An Empirical Study on the Impact of Refactoring on Quality Metrics in Android Applications

2021 IEEE/ACM 8th International Conference on Mobile Software Engineering and Systems (MobileSoft)

Mobile applications must continuously evolve, sometimes under such time pressure that poor design or implementation choices are made, which inevitably result in structural software quality problems. Refactoring is the widely-accepted approach to ameliorating such quality problems. While the impact of refactoring on software quality has been widely studied in object-oriented software, its impact is still unclear in the context of mobile apps. This paper reports on the first empirical study that aims to address this gap. We conduct a large empirical study that analyses the evolution history of 300 open-source Android apps exhibiting a total of 42,181 refactoring operations. We analyze the impact of these refactoring operations on 10 common quality metrics using a causal inference method based on the Difference-in-Differences (DiD) model. Our results indicate that when refactoring affects the metrics it generally improves them. In many cases refactoring has no significant impact on the metrics, whereas one metric (LCOM) deteriorates overall as a result of refactoring. These findings provide practical insights into the current practice of refactoring in the context of Android app development.

Examining the Relationship between FindBugs Warnings and End User Ratings: A Case Study On 10,000 Android Apps

IEEE Software, 2016

In the mobile app ecosystem, end user ratings of apps (a measure of end user perception) are extremely important to study as they are highly correlated with downloads and hence revenues.
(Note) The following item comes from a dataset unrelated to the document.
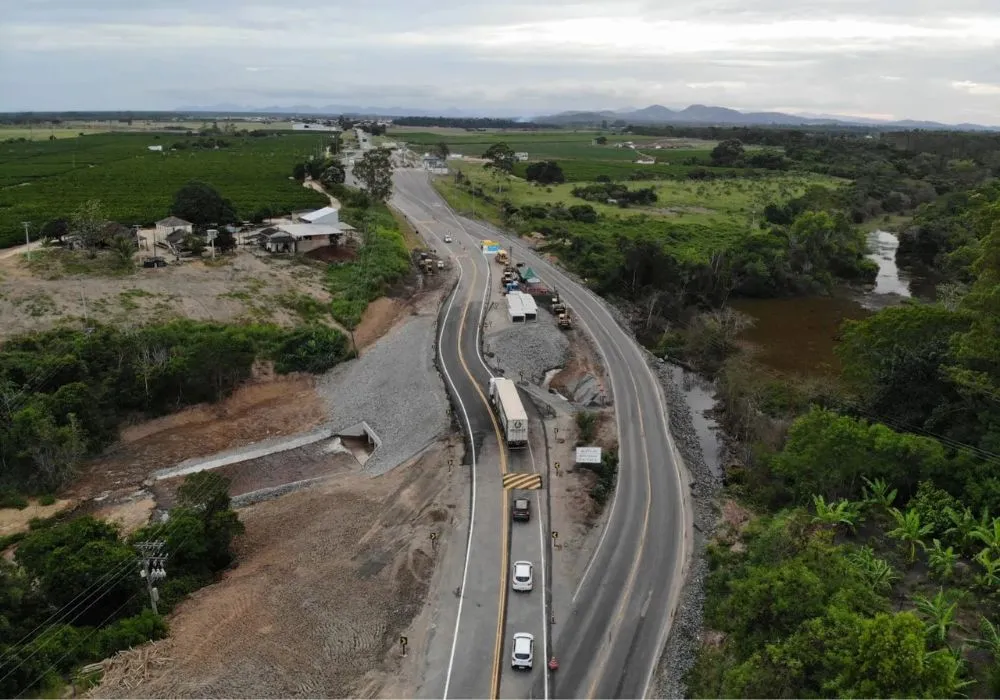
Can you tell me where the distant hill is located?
[533,105,1000,131]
In this study we examine the relationship between the app ratings (and associated review-comments) from end users with the static analysis warnings (collected using FindBugs) from 10,000 free-todownload Android apps. In our case study, we find that specific categories of FindBugs warnings such as the 'Bad Practice', 'Internationalization', and 'Performance' categories are found significantly more in low-rated apps. We also find that there exists a correspondence between these three categories of warnings and the complaints in the review-comments of end users. These findings provide evidence that certain categories of warnings from Find-Bugs have a strong relationship with the rating of an app and hence are closely related to the user experience. Thus app developers can use static analysis tools such as FindBugs to potentially identify the culprit bugs behind the issues that users complain about, before they release the app.

QDroid: Mobile Application Quality Analyzer for App Market Curators

Mobile Information Systems, 2016

Low quality mobile applications have damaged the user experience. However, in light of the number of applications, quality analysis is a daunting task. For that reason, QDroid is proposed, an automated quality analyzer that detects the presence of crashes, excessive resource usage, and compatibility problems, without source codes and human involvement. QDroid was applied to 67 applications for evaluation and discovered 78% more crashes and attained 23% higher Activity coverage than Monkey testing. For detecting excessive resource usage and compatibility problems, QDroid reduced the number of applications that required manual review by up to 96% and 69%, respectively.